Mon, 11 Apr 2022
KBC Group has been a front runner in the financial sector for many years, not just in Belgium but also internationally. To make this concrete: SIA Partners voted their mobile app as the best banking app worldwide. "Technology is the future, and has become a strategic element in our core business", they say. To unlock the enormous potential of AI technology and the considerable expertise built up by KBC in this field, and also to turn (some of) the IT investments into a profit centre, they founded Discai.
As a full subsidiary of KBC Group, Discai commercialises KBC's innovative AI applications that have been developed in-house. It made me curious, so I invited their CEO, Fabrice Deprez, to The Banking Scene Afterwork.
Over the years, KBC invested a lot in innovation and digital financial services solutions. They developed around 50 AI-based applications in-house, of which 20 are IP protected.
Fabrice explained that one of the reasons KBC founded Discai was to get a return on these investments by commercialising some of these innovations. They started with financial crime solutions. Needless to say, it is a hot topic at every bank these days. Who isn't looking at improving their fight against financial crime?
Every bank needs to fight financial crime, and it falls outside the competitive space of a bank, so the financial sector as a whole may also be interested in working with Discai.
Based on 130 data points, Discai analyses transactions and identifies the risky ones. It filters the true positives for the investigators to do the human analysis before notifying a selection to the regulator for review.
Where traditional methods reach 10% to 15% efficiency, with 5% to 10% of these being true positives, Fabrice claims their solution lifts the efficiency towards 50% with significantly higher productivity of the investigations team, both for the bank and the regulator.
Unlike a traditional FinTech, KBC Bank sees a couple of reasons to call it BankTech, to differentiate from other providers. First of all: the solution has been proven successful in recent years in KBC Group across different countries.

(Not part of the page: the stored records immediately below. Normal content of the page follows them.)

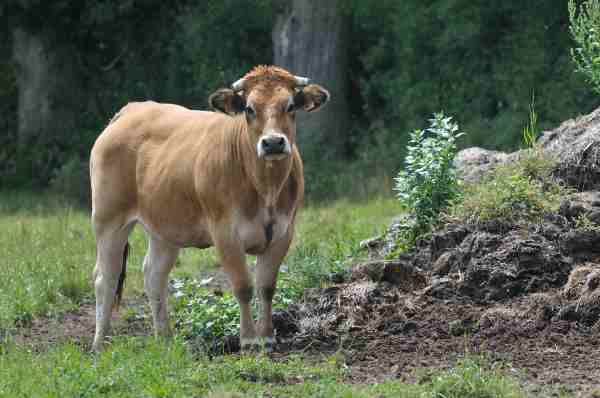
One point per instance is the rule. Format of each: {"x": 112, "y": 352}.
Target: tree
{"x": 309, "y": 40}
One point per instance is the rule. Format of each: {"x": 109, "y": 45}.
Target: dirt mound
{"x": 524, "y": 293}
{"x": 492, "y": 261}
{"x": 575, "y": 144}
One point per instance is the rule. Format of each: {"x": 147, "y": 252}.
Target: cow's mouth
{"x": 273, "y": 147}
{"x": 276, "y": 156}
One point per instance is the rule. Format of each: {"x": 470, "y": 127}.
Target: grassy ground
{"x": 46, "y": 264}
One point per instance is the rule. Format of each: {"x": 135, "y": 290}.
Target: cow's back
{"x": 129, "y": 156}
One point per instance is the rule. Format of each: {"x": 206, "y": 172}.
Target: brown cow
{"x": 230, "y": 179}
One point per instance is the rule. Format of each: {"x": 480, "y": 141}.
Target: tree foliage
{"x": 585, "y": 30}
{"x": 477, "y": 60}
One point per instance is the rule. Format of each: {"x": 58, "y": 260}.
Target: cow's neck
{"x": 267, "y": 177}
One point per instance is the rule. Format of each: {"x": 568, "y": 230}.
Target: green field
{"x": 46, "y": 264}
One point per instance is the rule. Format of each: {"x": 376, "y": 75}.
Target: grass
{"x": 46, "y": 264}
{"x": 141, "y": 367}
{"x": 48, "y": 252}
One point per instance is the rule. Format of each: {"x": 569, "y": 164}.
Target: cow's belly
{"x": 179, "y": 234}
{"x": 257, "y": 234}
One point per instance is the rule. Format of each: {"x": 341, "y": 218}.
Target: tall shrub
{"x": 428, "y": 183}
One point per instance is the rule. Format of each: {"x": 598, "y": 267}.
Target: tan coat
{"x": 231, "y": 179}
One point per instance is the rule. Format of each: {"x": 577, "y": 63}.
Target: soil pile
{"x": 575, "y": 144}
{"x": 523, "y": 292}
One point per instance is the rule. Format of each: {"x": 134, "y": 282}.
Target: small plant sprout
{"x": 530, "y": 133}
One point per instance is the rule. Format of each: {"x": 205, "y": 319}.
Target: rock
{"x": 575, "y": 145}
{"x": 380, "y": 246}
{"x": 473, "y": 163}
{"x": 399, "y": 272}
{"x": 582, "y": 204}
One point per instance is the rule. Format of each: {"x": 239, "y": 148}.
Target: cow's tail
{"x": 119, "y": 293}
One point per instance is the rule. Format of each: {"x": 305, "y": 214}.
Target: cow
{"x": 230, "y": 178}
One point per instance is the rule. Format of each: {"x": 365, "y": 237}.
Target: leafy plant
{"x": 428, "y": 183}
{"x": 202, "y": 314}
{"x": 585, "y": 30}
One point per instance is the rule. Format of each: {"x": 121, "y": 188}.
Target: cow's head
{"x": 269, "y": 97}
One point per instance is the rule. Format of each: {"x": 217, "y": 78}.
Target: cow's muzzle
{"x": 273, "y": 146}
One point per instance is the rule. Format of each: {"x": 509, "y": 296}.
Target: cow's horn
{"x": 301, "y": 81}
{"x": 238, "y": 85}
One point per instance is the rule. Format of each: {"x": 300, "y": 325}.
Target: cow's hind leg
{"x": 267, "y": 268}
{"x": 159, "y": 261}
{"x": 111, "y": 241}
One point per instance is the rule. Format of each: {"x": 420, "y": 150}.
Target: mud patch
{"x": 78, "y": 326}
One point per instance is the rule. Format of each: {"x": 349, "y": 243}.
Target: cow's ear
{"x": 311, "y": 98}
{"x": 227, "y": 101}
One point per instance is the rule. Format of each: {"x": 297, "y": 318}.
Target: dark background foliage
{"x": 477, "y": 60}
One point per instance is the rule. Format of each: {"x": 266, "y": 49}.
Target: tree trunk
{"x": 50, "y": 93}
{"x": 309, "y": 40}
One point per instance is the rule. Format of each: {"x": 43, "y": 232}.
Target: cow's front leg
{"x": 267, "y": 268}
{"x": 233, "y": 260}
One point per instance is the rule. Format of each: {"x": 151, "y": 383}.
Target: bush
{"x": 585, "y": 30}
{"x": 429, "y": 183}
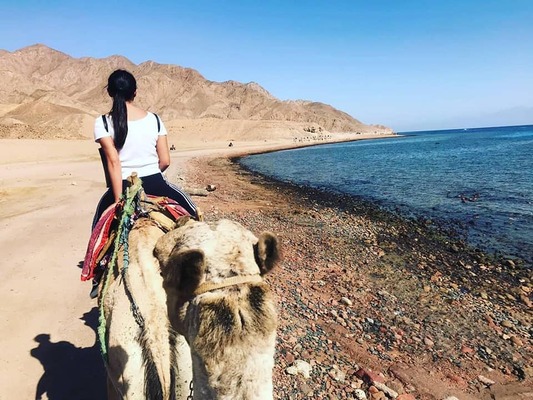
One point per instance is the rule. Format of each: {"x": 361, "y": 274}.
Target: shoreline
{"x": 356, "y": 290}
{"x": 418, "y": 301}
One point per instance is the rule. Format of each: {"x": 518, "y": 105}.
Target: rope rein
{"x": 124, "y": 227}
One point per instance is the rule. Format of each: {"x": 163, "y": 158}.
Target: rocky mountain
{"x": 46, "y": 93}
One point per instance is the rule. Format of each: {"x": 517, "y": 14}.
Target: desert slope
{"x": 45, "y": 93}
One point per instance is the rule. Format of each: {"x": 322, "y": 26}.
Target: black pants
{"x": 155, "y": 185}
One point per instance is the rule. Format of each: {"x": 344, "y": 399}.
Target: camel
{"x": 192, "y": 317}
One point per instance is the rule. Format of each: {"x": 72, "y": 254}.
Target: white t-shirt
{"x": 139, "y": 152}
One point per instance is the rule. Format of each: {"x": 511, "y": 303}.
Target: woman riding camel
{"x": 133, "y": 140}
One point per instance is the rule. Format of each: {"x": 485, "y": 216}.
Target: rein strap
{"x": 234, "y": 280}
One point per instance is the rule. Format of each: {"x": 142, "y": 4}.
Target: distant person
{"x": 133, "y": 140}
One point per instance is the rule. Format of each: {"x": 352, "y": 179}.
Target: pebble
{"x": 300, "y": 367}
{"x": 346, "y": 301}
{"x": 486, "y": 381}
{"x": 360, "y": 394}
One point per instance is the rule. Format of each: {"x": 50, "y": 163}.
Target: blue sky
{"x": 410, "y": 65}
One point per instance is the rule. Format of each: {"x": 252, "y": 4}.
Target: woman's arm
{"x": 163, "y": 153}
{"x": 113, "y": 166}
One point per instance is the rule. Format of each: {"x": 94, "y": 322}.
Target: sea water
{"x": 479, "y": 181}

Another reason is the business continuity element: Discai can fall back on an army of 120 data scientists of KBC Bank and its financial resources.
The commercialisation is a partnership of three where KBC provides the developers, Discai does the commercialisation and maintenance of the end-product, the training, modelling, etcetera and KPMG is the implementation partner.
Discai offers an application to its customers, with clear walls between these customers. They don't intend to mutualize any data at this stage. Of course, customers can benefit from system improvements when they observe that new data points would add additional value.
Yes, a FinTech company can fall back on full independence. Still, Fabrice is convinced that being a BankTech outweighs the advantages of being an agile, small and independent player, definitely for financial crime solutions.
We put the learnings on AI and ethics, from the session on March 24, into practice and spent a reasonable time on the values behind Discai. After all, perhaps even more than with other FinTech companies, ethics are fundamental to Discai since their business also reflects on the mother company KBC Group. Fabrice confessed that in his first interview with Johan Thijs, KBC Group's CEO, 1/3 of the discussion was on ethics, asking Fabrice all kinds of dilemmas to see how he would react.
Fabrice explained: "Our solution does not decide what an alert is and what is not. The final evaluation and reporting is always a manual process. Also, on all transactions, we always keep a track record of what the rating is and the rating is on a person which is considered suspicious, with an explication why we gave that score."
Transparency is the backbone of Discai's solution. For example, Fabrice gave transparency and ethics as to why they don't use social media information. They consciously chose to use only data that the customer intentionally shared with the bank.
On top of that, they will also screen their clients before onboarding them. Fabrice: "If we doubt a bank, their intention, the country, anything, we will not hesitate to say we won't be selling there. If we hesitate, it can be even brought to the group level to decide."
Fabrice: "We need to have the right people who work transparently with a system that is explainable and keeps a track record of what it's doing."
KBC Group has 20 IP protected AI solutions in-house that can potentially be commercialised, covering many financial domains. So what's next for Discai?
First, they wish to grow their financial crime offering going from embargo screening, fraud, till cyber fraud. Fabrice: "The idea is to have full coverage of financial crime in the broad sense. Look at it from our point of view of what is unsafe. I believe we will be able to cover most of it by the end of 2024, so that's one element."
A second domain they are looking at is the applications they developed for process optimisation for their insurance business, including automated claims handling, interpreting pictures of a car, the declaration of an accident, etc.
Once again, KBC is demonstrating its leadership in digital banking. Out of experience, I know it is not the first time that they commercialise internal developments. Although I understand the context and the times have changed, I remain curious to see how successful Discai will be in helping the financial services industry fight financial crime.